Tips from Olympian and licensed Bereiter Jan Ebeling will help you improve your training and sharpen your eye for a horse’s way of going.

Which gait is this? I’m sure you know that Sandrina, Ann Romney’s 10-year-old Oldenburg mare, is trotting, but can you tell whether she’s in working, collected, medium or extended trot? If you can’t now, I think you will know by the time you’ve read this article.

We all know that there are three recognized gaits in dressage: the four-beat walk, the two-beat trot and the three-beat canter. But dressage also recognizes "types" of gaits: medium, free, collected and extended walk; and working, medium, collected and extended trot and canter. Whether you're training or showing your horse or simply watching a class at a dressage show, understanding the difference and knowing what you're actually seeing can sometimes be a challenge.
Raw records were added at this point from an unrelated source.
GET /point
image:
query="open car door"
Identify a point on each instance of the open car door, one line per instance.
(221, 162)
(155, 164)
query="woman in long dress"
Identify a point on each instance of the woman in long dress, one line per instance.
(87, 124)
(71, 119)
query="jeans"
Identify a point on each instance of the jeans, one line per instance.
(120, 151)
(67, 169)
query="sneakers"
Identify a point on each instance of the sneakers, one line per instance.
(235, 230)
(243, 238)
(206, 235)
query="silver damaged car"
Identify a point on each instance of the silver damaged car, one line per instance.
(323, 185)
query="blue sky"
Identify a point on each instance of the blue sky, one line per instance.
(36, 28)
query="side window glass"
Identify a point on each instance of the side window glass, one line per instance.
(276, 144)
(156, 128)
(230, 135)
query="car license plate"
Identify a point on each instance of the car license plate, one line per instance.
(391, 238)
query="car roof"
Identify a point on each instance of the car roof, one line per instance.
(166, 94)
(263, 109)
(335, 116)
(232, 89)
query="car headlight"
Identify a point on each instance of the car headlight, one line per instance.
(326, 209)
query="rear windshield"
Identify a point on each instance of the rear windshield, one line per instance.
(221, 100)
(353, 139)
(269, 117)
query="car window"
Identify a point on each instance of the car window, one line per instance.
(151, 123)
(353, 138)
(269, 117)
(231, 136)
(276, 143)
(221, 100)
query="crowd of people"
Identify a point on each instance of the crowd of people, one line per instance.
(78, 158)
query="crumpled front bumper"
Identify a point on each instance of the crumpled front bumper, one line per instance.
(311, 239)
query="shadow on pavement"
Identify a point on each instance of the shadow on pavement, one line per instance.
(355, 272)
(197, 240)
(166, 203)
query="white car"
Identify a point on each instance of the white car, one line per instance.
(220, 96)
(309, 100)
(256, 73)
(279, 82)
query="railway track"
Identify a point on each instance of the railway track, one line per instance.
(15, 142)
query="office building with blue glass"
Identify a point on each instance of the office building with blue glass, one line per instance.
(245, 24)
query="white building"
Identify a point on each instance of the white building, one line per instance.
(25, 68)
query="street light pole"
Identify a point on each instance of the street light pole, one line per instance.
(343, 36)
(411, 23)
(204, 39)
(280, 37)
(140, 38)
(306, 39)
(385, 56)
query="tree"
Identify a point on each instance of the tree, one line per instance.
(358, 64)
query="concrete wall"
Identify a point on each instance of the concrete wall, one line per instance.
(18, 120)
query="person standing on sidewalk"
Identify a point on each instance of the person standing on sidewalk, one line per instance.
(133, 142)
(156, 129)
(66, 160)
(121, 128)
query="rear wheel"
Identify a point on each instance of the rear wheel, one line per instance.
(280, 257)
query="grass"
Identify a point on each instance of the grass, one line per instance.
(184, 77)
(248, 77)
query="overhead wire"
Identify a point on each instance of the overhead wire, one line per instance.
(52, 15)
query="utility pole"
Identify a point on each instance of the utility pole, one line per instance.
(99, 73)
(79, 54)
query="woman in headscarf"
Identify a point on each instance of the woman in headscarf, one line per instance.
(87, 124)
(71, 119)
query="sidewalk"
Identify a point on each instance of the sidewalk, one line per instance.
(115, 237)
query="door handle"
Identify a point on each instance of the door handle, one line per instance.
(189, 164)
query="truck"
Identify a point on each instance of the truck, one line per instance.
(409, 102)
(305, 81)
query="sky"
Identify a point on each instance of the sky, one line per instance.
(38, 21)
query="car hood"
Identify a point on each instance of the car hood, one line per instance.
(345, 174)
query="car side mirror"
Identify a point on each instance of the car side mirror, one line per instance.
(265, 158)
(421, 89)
And that's too bad, because the quality of gaits is so important in our sport that Gaits is the first Collective Mark on every dressage test. There is an emphasis on "freedom," which is manifested by the reach and scope of your horse's limbs, and "regularity." This involves his ability to maintain an even rhythm—the recurring sequence and timing of his footfalls at a suitable and consistent tempo.

What We'll Do
In this article, I'll explain the differences between the types of gaits, and when and why, in the course of your horse's training and competing, they appear.

I'll also demonstrate the types of gaits in photos, so you can contrast, compare and, I hope, sharpen your eye. As you do, please note: The difference between an extended and collected gait isn't merely about the length of a horse's steps. I always tell my students, "Don't only follow your horse with a ruler and measure the distance between his footprints. The lengthening or shortening of his step is important, but only as it relates to his overall outline, the elevation of his steps, the raising of his forehand and neck relative to the lowering of his croup and even the lengthening or shortening of his neck."


Another point to remember is that dressage training is a slow, logical, step-by-step progression. It builds the strength, muscle, balance, animation, activity and ­cadence (the sum of rhythm plus impulsion, which is expressed by an ­energetic lifting of the feet from the ground and gives any gait an extra quality).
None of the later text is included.